Pero Nietzsche se aparta del pueblo y crea una moral para el hombre fuerte, para el amo. Ya Juan Gaspar Smith, que parte del principio de que la humanidad está basada en el egoísmo y cuya filosofía malsana se ha pretendido erróneamente encontrar en la obra de nuestro poeta, decía que no hay otra alternativa que vencer o ser vencido. El vencedor será el amo, el vencido será el esclavo; el uno gozará de la soberanía y de los derechos del señor; el otro cumplirá lleno de respeto sus deberes de súbdito.
Ahí la negación del pensamiento de Almafuerte. Ni Max Stirner, ni Nietzsche. El poeta es hermano de Jesús y de los «vigías de Israel» y por eso lejos de fulminar a los débiles, les ama. Sabe que ser débil no puede constituir una tara, sino en las regiones subalternas de la fauna inferior.

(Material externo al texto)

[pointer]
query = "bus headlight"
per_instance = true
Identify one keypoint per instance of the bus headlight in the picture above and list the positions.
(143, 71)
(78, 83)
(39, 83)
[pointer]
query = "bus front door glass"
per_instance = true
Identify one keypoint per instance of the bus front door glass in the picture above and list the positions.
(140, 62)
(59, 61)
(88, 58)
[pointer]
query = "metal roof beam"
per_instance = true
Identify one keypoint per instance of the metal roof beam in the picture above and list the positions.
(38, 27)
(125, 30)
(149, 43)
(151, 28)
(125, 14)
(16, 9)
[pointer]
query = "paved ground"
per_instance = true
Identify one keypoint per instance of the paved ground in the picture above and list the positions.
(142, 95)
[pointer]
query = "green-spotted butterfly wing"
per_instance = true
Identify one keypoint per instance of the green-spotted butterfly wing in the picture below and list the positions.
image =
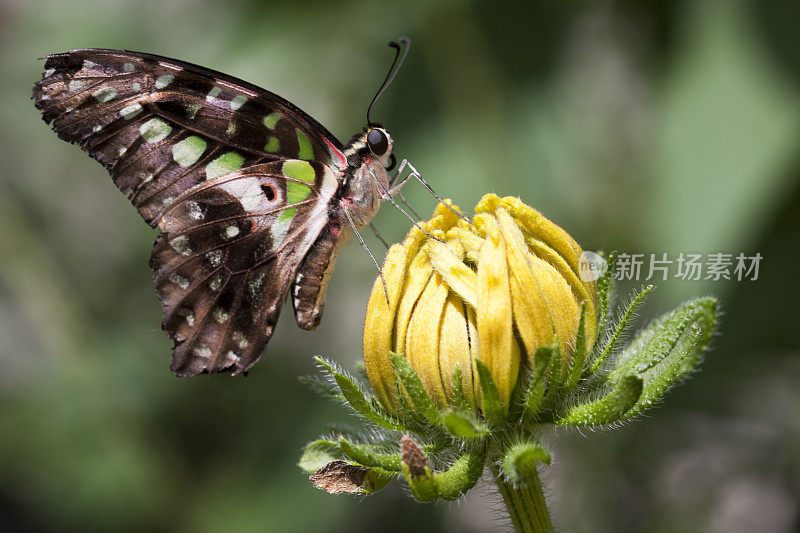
(237, 180)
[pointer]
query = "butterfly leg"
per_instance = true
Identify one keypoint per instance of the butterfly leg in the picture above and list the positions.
(416, 175)
(364, 245)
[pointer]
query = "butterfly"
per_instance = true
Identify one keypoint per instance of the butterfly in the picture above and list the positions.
(252, 197)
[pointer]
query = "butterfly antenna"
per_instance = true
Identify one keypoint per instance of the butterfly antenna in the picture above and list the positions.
(378, 235)
(400, 208)
(392, 72)
(415, 174)
(364, 245)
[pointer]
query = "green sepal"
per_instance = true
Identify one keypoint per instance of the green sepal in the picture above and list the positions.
(579, 356)
(608, 409)
(623, 323)
(493, 410)
(520, 461)
(605, 290)
(422, 403)
(448, 484)
(458, 388)
(353, 395)
(667, 350)
(463, 425)
(366, 456)
(535, 393)
(318, 453)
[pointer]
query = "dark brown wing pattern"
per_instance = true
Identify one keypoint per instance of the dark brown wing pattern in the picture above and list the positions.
(237, 179)
(226, 258)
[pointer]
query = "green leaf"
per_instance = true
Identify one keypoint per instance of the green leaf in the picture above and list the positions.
(667, 350)
(341, 477)
(538, 384)
(356, 399)
(319, 453)
(608, 409)
(493, 409)
(458, 387)
(462, 425)
(623, 323)
(451, 483)
(416, 391)
(520, 461)
(605, 290)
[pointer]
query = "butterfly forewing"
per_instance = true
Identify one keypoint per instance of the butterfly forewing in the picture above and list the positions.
(162, 126)
(237, 179)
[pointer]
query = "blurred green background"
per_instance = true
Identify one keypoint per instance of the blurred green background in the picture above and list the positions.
(643, 126)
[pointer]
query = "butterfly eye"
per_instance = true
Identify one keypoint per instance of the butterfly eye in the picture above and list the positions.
(377, 141)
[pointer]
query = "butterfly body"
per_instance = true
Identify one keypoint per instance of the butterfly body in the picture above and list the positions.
(253, 198)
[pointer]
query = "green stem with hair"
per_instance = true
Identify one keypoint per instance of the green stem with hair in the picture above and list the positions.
(525, 503)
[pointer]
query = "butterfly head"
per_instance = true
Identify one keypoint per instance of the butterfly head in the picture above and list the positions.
(369, 160)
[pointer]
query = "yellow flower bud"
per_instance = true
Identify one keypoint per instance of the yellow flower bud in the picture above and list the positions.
(495, 289)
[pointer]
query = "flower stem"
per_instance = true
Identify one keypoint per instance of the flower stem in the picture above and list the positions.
(525, 503)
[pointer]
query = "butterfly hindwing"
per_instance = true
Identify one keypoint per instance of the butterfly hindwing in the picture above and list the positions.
(238, 180)
(227, 255)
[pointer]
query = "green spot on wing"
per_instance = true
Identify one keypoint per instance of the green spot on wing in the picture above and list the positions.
(104, 94)
(306, 150)
(273, 144)
(281, 226)
(272, 119)
(299, 170)
(287, 214)
(227, 162)
(155, 130)
(188, 151)
(296, 192)
(164, 80)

En «El Misionero» llama hacia sí a los caídos, a la recua inmensa, hija del llanto, a la canalla vil y le dice:
«¡Sólo quiero saber que soy tu hermano!»
Y la ama profunda, sinceramente, aun sabiendo que son hechas por ella las más hondas heridas de su alma; tiene los brazos abiertos como para un abrazo inmenso. Este Zarathustra que también baja de la montaña, llevando su fuego a los valles, esta copa que se desborda, no se aparta de los hombres para entonar su canto a los solitarios.

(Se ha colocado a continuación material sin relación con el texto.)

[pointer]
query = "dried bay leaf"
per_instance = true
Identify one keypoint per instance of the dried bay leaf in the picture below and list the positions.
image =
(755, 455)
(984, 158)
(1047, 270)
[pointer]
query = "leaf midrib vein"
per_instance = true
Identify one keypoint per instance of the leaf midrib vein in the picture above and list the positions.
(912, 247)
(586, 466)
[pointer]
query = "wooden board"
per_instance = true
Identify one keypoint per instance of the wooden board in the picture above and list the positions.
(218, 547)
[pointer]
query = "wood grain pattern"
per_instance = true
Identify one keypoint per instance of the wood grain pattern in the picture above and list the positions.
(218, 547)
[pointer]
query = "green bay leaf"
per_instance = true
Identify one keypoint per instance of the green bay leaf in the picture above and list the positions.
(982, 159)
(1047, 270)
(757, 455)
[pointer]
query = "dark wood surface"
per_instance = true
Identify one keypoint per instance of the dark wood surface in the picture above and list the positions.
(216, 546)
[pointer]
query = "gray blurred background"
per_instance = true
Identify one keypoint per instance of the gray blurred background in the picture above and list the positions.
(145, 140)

Tiene más fe; es una voluntad más soberana y así le dice a su chusma, entregándose todo entero.
«Pise sobre mi cuerpo, no perdone,
Toda la sociedad, pise y apriete;
No habrá de conseguir que le respete
Ni logrará jamás que te abandone.»
El poeta es de filiación judaica; viene directamente de la Biblia y toda su obra está impregnada del espíritu de Israel.
El pueblo judío fué el primero en escuchar la reclamación de los pobres. Nos dice Renán que Grecia fundadora del humanismo racional y progresivo, tuvo un claro en el círculo de su actividad intelectual y moral: despreció a los humildes. Israel suplió ese defecto del espíritu helénico. Los profetas proclamaron la justicia social y el amor a los pobres.